で、私はいつもMatsuhisaではお得意様専用の寿司バーOmakase Barに行くのだが、おかげで意外に有名人を見る機会を失っている。

で、本日は隣りはさえない二人組。

一人はTシャツに皮ジャンで、ウッディ・アレン風のメガネをかけた顔には似合わないリリー・フランキー風の中年男。女のほうは背は高いし、いかにもアメリカ人という感じだが、特別に美人というレベルまでいっていない。

会話の盗み聞きをするわけでもなく、食べているものもそんなに高級なものではない。

ただ、どういうわけかチェックの時間が重なって、彼らが先にチェックして、私が次のチェックになった。

で、駐車場で車を待っているのだが、なんとSLRに乗っていた。

自分の借りたC300(本当はボルボのS80を申し込んだのだが、なぜか化けていた)があまりにな開けない。

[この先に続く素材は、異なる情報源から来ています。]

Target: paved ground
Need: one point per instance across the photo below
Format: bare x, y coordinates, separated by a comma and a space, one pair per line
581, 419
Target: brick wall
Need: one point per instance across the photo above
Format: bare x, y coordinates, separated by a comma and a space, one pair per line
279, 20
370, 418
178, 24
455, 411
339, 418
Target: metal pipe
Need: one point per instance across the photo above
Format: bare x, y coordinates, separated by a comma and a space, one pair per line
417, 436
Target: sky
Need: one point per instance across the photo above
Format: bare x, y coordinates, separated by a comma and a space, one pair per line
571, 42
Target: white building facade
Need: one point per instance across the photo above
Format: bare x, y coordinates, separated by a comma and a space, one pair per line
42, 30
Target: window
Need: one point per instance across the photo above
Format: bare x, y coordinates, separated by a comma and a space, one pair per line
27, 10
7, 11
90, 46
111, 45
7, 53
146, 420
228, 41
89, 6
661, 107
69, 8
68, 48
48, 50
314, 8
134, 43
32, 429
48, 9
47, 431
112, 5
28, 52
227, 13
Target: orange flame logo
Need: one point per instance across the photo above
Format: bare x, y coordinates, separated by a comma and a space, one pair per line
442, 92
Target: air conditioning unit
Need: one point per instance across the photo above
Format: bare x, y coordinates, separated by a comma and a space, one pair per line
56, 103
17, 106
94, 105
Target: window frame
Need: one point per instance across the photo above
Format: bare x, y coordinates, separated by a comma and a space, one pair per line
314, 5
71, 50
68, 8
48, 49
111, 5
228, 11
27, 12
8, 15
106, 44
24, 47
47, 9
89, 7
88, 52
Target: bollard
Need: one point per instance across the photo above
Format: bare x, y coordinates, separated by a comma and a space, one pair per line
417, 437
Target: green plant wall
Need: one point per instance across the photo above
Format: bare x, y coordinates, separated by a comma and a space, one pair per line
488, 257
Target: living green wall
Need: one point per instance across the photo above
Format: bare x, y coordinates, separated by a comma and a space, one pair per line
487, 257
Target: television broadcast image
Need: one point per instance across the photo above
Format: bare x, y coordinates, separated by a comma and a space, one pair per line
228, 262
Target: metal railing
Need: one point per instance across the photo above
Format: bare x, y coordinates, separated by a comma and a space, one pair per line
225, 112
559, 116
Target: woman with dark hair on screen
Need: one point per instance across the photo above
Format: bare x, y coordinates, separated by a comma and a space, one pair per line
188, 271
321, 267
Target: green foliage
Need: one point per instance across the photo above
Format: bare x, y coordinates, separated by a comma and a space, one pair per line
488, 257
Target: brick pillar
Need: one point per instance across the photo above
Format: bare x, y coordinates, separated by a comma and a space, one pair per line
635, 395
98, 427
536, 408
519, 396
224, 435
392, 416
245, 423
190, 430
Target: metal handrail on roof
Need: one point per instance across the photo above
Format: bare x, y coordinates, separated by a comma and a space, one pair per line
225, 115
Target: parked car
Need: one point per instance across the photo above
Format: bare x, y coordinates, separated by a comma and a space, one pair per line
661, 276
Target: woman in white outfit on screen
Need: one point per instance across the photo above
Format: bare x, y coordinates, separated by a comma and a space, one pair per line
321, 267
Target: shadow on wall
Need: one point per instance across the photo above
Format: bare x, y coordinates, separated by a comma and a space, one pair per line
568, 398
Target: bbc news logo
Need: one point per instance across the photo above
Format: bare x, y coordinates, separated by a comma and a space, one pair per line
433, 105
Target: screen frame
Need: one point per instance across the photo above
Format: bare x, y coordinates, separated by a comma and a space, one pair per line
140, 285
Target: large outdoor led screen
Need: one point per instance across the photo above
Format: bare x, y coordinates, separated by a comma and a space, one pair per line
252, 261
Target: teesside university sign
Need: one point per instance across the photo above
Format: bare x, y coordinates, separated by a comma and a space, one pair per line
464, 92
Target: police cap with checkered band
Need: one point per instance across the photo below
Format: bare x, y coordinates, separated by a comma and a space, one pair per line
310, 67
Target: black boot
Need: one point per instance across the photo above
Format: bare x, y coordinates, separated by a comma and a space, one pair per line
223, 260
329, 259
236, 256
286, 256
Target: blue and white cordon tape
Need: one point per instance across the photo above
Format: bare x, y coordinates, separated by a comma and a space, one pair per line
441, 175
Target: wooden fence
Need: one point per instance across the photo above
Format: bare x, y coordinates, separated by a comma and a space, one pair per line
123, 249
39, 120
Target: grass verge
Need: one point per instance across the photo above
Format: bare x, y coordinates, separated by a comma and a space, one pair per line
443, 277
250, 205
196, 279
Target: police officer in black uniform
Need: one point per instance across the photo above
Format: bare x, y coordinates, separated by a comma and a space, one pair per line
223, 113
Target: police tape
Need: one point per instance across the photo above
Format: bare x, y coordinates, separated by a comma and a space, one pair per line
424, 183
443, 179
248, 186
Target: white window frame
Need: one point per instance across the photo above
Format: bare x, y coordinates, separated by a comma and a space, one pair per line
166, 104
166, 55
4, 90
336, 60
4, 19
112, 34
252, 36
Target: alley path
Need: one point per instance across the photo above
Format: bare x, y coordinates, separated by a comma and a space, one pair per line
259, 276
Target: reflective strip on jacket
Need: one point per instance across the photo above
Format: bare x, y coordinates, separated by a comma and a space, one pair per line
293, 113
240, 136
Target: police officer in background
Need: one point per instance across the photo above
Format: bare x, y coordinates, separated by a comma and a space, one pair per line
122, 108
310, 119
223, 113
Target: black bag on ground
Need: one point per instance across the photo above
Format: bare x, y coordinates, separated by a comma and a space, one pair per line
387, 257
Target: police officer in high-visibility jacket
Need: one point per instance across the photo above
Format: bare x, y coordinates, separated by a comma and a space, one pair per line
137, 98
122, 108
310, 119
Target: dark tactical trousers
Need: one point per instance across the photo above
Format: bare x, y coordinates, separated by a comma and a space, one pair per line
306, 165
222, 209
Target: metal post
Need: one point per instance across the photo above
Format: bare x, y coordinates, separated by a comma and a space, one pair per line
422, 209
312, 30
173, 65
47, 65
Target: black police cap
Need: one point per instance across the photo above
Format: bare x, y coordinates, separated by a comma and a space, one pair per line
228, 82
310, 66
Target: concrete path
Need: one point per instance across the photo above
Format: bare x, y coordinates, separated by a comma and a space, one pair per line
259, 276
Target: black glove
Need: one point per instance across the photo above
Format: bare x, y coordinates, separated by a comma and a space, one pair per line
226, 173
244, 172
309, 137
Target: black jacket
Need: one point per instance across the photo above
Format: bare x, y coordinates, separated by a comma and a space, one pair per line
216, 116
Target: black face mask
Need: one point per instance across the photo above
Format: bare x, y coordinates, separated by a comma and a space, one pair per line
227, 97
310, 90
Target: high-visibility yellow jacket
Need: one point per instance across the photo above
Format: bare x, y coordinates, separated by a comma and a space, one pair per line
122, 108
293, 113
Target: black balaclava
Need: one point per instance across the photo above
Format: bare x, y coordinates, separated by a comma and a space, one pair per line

漫画家の江口達也も乗っているそうだが、漫画家と一般の文筆家の稼ぎの違いを象徴するような話である。

実は、私は格差社会の批判者であるが、意外に見栄っ張りで、金を使うとすると見栄を張るために使うようなところがある。

一時期はゼニアの服ばかり買っていたが、完全に見栄で、まったく似あいなどしない。

ただ、昔の日本人は全般的に見栄っ張りだった。だから、新車が出ると旧型で乗っているのがかっこ悪いと思って、簡単に買い換えた。服だって、安物と高級品ではどこが違うかわからなくても、高いほうの服を買った。

ゼニアをユニクロでどこが違うと言って、説明に窮するだろう。でも、見栄っ張りとしてはゼニアなのだ。みんなが合理的な判断をすればブランドなどは成り立たない(この説明がつかないのも旧来型の経済学の限界である)

飯もおいしくないし、寝心地もそんなに変わらなくても、可能な限りアップグレードしてファーストクラスに乗るのも同様の見栄である。

でも、私は見栄を張り続けたい。妻が許してくれれば、国のために見栄を張りたいので、ゼニアの代わりが和服になるのだが。